O presidente brasileiro acrescentou que o Brasil esperar gerar 2,5 milhões de novos empregos formais em 2010 e a economia “vai crescer de forma sustentável”. Lula declarou que a resistência à crise mostrou que estratégia brasileira de diversificar suas parcerias econômicas tem dado certo. A aproximação com as nações do Oriente Médio se enquadra nessa lógica, segundo ele.
Lula destacou que o comércio entre o Brasil e o Catar cresceu dez vezes de 2003 a 2008, mas, “para continuar nesse ritmo, precisamos diversificá-lo por meio de parcerias produtivas em áreas estratégicas”.
Ele ressaltou que já “estão sendo estudadas possibilidades em setores de alto valor agregado como o de máquinas, instrumentos eletrônicos e veículos”. Segundo Lula, o Catar já conhece, por exemplo, o potencial da indústria aeronáutica brasileira, pois os pilotos militares do país treinam em aviões Supertucano, fabricados pela Embraer.
Para o presidente, o Brasil pode ser uma porta de entrada para o Catar na América do Sul e vice-versa. “Vocês, empresários, desempenham um papel crucial nessa aliança estratégica que queremos e vamos construir”, afirmou.

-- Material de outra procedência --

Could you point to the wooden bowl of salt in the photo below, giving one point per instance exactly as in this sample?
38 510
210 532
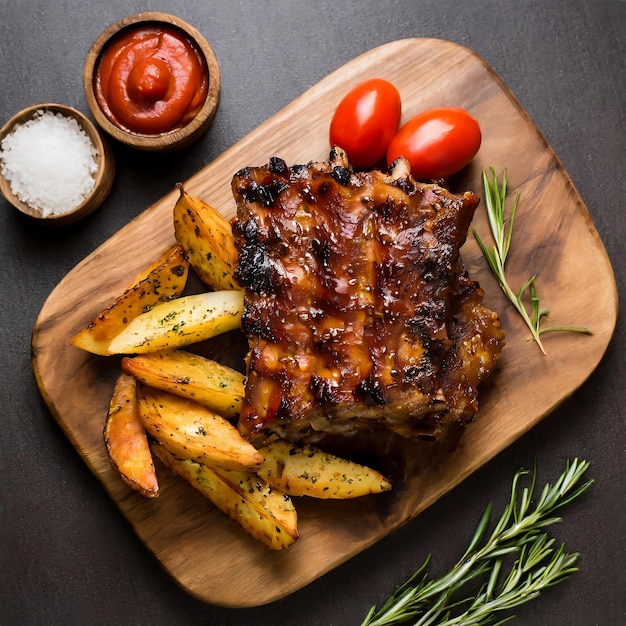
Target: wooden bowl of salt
55 167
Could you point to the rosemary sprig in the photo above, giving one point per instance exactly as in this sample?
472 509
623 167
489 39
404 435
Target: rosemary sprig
519 536
495 196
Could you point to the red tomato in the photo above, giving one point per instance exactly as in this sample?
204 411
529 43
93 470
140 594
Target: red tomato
437 142
366 121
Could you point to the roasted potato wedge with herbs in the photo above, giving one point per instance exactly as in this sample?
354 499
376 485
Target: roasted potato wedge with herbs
163 280
263 512
191 431
215 386
304 470
207 238
180 323
126 440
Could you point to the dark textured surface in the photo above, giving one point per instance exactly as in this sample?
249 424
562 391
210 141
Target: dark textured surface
67 556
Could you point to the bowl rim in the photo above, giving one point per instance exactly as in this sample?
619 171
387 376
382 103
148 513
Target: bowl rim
104 176
158 141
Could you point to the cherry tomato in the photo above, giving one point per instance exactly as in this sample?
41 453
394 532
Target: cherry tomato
366 121
437 142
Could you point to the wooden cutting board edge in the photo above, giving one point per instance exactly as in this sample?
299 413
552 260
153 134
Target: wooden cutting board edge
194 184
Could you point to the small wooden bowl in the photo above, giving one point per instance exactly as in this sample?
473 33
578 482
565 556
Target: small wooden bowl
171 140
104 175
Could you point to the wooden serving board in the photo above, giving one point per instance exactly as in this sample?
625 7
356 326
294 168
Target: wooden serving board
554 237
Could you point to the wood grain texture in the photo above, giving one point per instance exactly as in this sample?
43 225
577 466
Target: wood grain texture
554 237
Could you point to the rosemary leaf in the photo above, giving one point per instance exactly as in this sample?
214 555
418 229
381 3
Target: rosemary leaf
518 535
501 229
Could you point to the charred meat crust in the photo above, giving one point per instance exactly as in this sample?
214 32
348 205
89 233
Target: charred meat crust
359 312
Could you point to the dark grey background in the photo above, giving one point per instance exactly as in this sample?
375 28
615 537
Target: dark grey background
67 555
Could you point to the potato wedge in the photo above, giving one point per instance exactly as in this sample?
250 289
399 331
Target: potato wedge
304 470
215 386
126 440
180 322
163 280
191 431
263 512
208 241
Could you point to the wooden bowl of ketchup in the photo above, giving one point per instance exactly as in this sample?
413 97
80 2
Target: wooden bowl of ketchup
152 81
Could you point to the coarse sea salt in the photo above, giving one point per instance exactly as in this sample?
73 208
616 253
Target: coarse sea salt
50 163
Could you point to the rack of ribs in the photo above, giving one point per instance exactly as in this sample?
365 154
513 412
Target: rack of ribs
359 312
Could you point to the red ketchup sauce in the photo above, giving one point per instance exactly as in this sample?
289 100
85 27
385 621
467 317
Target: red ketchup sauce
151 80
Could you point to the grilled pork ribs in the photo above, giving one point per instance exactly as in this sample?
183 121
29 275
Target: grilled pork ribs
359 312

Lula disse que os governos já estão fazendo sua parte “construindo confiança” entre os dois países. Ele destacou ainda o início, em junho, de um vôo direto da Qatar Airways entre Doha e São Paulo. “Não temos mais motivos para deixar de investir nos contatos empresariais e no fluxo de turismo entre os dois países”, disse. O primeiro-ministro catariano acrescentou que existem “ótimas oportunidades para criar uma estratégia [de parceria econômica] em bases bastante sólidas”.
O seminário foi organizado pelos dois governos, pela Câmara de Comércio Árabe Brasileira e pela Associação dos Empresários Catarianos (QBA, na sigla em inglês). “Temos certeza que com o empenho de nossos governos, juntamente com a iniciativa privada e com o suporte da Câmara de Comércio Árabe Brasileira, atingiremos todo o potencial de nosso relacionamento”, destacou o presidente da Câmara Árabe, Salim Taufic Schahin.
Política
Após o encontro empresarial, Lula foi recebido pelo emir Hamad Bin Khalifa Al Thani em seu palácio (Amiri Diwan), em Doha. Os dois chefes de estado se reuniram e usaram boa parte do tempo para discutir assuntos políticos da região. Neste domingo, Lula estará no Irã para tratar, entre os outros temas, do programa nuclear do país.
Os dois países ainda assinaram acordos nas áreas cultural, esportiva, turística e de comunicação. Foram firmados também convênios entre a Câmara Árabe, a QBA e a Câmara de Comércio e Indústria do Catar.
Antes de deixar do país, na noite de hoje, Lula vai assistir ao primeiro tempo da final da Copa do Emir, campeonato local de futebol. A partida será entre os times Umm Salal e Al Rayyan. O último tem como treinador o brasileiro Paulo Autuori.
Ainda no seminário empresarial, Lula lembrou que o Catar é candidato a sediar a Copa do Mundo de Futebol de 2022. A candidatura foi apresentada ontem à Federação Internacional de Futebol (Fifa). “Contem com o Brasil nessa empreitada”, declarou o presidente.